Nine mayoral challengers who will appear on the March 7 ballot agreed during a Feb. 15 forum at American Legion Post 43 in Hollywood that city hall needs a shakeup.
The incumbent, Eric Garcetti, to whom much of the night’s ire was directed, declined an invitation to defend his record.
“There’s such a distrust of the process, such a distrust of politicians,” said Mitchell Schwartz, who has worked in various levels of politics and government. “I want to bring that trust back.”

Nine mayoral candidates participated in two forums on Feb. 15.
Schwartz ran then-Arkansas Governor Bill Clinton’s 1992 New Hampshire campaign, and the 2008 California campaign for former President Barack Obama, who was then a U.S. senator from Illinois.
Like the other candidates, Schwartz said he wants to address the city’s housing crisis. He does not support Measure S, which would impose a ban up to two years for construction that increases development density, and prohibit amendments to the city’s general plan to accommodate specific projects. Schwartz’s housing plan calls for the city’s general plan and community plans to be updated within four years as more housing is added to meet the current demand. Seven other candidates support Measure S.
Distrust of Garcetti’s current administration and the housing crisis reverberated throughout the hour-long forum.

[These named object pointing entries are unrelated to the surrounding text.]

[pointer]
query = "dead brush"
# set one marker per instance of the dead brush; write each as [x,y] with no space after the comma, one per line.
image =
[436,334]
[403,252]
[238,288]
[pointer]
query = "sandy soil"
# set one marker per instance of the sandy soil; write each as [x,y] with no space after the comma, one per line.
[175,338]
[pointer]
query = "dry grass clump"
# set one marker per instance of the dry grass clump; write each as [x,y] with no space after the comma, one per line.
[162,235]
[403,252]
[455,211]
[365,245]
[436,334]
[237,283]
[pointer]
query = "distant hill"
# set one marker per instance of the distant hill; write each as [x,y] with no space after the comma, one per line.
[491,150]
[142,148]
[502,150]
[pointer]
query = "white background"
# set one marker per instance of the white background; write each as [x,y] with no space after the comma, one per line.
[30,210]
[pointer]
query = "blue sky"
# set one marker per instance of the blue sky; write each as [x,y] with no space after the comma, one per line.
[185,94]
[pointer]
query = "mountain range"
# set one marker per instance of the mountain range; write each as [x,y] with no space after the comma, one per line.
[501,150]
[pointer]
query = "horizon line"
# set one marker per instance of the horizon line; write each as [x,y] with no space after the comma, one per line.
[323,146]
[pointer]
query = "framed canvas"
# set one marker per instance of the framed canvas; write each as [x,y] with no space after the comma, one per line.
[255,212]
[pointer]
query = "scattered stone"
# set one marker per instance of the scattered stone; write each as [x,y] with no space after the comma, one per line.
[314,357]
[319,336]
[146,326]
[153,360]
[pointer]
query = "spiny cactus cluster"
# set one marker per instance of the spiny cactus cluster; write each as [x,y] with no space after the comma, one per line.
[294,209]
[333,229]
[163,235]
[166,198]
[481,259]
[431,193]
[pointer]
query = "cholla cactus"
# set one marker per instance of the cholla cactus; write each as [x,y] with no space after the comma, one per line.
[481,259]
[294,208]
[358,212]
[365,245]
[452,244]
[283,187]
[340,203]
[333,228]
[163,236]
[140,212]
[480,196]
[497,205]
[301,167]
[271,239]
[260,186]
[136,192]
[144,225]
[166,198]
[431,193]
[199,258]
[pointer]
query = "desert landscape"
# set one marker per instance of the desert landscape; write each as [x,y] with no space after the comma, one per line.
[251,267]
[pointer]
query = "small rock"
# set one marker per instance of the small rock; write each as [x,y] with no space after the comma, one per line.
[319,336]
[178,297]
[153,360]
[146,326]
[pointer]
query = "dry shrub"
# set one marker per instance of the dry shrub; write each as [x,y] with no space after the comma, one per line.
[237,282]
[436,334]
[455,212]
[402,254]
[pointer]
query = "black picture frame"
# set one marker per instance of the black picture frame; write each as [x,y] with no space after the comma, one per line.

“Somehow Los Angeles has checked out of the political process, and I think that’s because the trust has been broken,” said Paul E. Amori. “We have to figure out how to make the people care again.”
Amori, who supports Measure S, also wants to implement a housing plan capable of keeping up with demand.
Eric Preven, a writer and producer, has been a frequent presence at city council and county board of supervisors’ meetings over the past several years. He said “there’s a lack of an ally for Angelenos down at city hall.” Over the years, with strategic public records requests and observance of local politics, Preven has tried to fill that role from afar. One of his recent accomplishments includes a California Supreme Court victory in ACLU/Preven v. Los Angeles County, which upheld public access to government billing records with private law firms.
Other mayoral candidates who attended were David Hernandez, a community advocate; Diane Harman, a retired Los Angeles Unified School District educator; David Saltsburg, a community activist; Y.J. Draiman, a neighborhood council board member; Dennis Richter, a factory worker; and Frantz Pierre, a community activist.
Richter, a member of the Socialist Workers Party, said he supports Measure S after seeing how residents have been ousted from their longtime homes.
“Addressing this is crucial to the future of Los Angeles,” he said. “We need to be smart about building before we expand our city.”
Hernandez, who ran for the city council’s second district seat in 2015, said he wants to “see to it that the spirit of Measure S is implemented” should voters reject it next month. He also has an infrastructure plan that criticizes the mayor for investing in public transportation and bicycling instead of working to alleviate automobile traffic.
Draiman joined Garcetti and Schwartz in opposition to Measure S.
“If it’s modified then I would support it,” he said. “[But] it’s going to cause major problems for unemployment and housing.”
Another of Draiman’s platforms is a job-creation plan that would prioritize renewable and fossil fuel sources.
Garcetti, whose campaign has raised approximately $3.1 million in monetary contributions, holds a clear fundraising advantage over all the challengers. After Schwartz, who has raised $369,634, no other campaign has collected more than $7,000 in monetary contributions. Five candidates – Harman, Saltsburg, Pierre, Draiman and Richter – do not have any contributions. But some of the lesser-funded candidates agreed that money in local politics has been a corrupting force for issues such as development.
“There’s no Malibu addiction clinic for pay-to-play development,” said Saltsburg, who excoriated Garcetti as “Mr. Do-nothing, Absentee Mayor who’s too good to be here.”
Pierre broke the monotony of grievances about the status quo in Los Angeles by proposing that all of the city’s residents receive a universal basic income as a way to reduce poverty. The idea has slowly gained traction worldwide, including in Canada, where Ontario plans to launch a universal basic income pilot program next month.
Harman, who is running her campaign on her retirement funds and her husband’s disability check from social security, said she wants Los Angeles to be “great again.” Part of her plan is to allow free public transportation for each city resident who has a job.
The forum was hosted by the Hollywood Hills West Neighborhood Council. The candidates attended another forum in Northridge, hosted by the Northridge East Neighborhood Council, later that night.
A spokesman for Garcetti did not return a request for comment about the mayor’s absence from both forums. Yuval Kremer, a math educator and activist, was the only other candidate who didn’t participate. He said the forums conflicted with other campaign-related events, and he had concerns about the fairness of the questioning.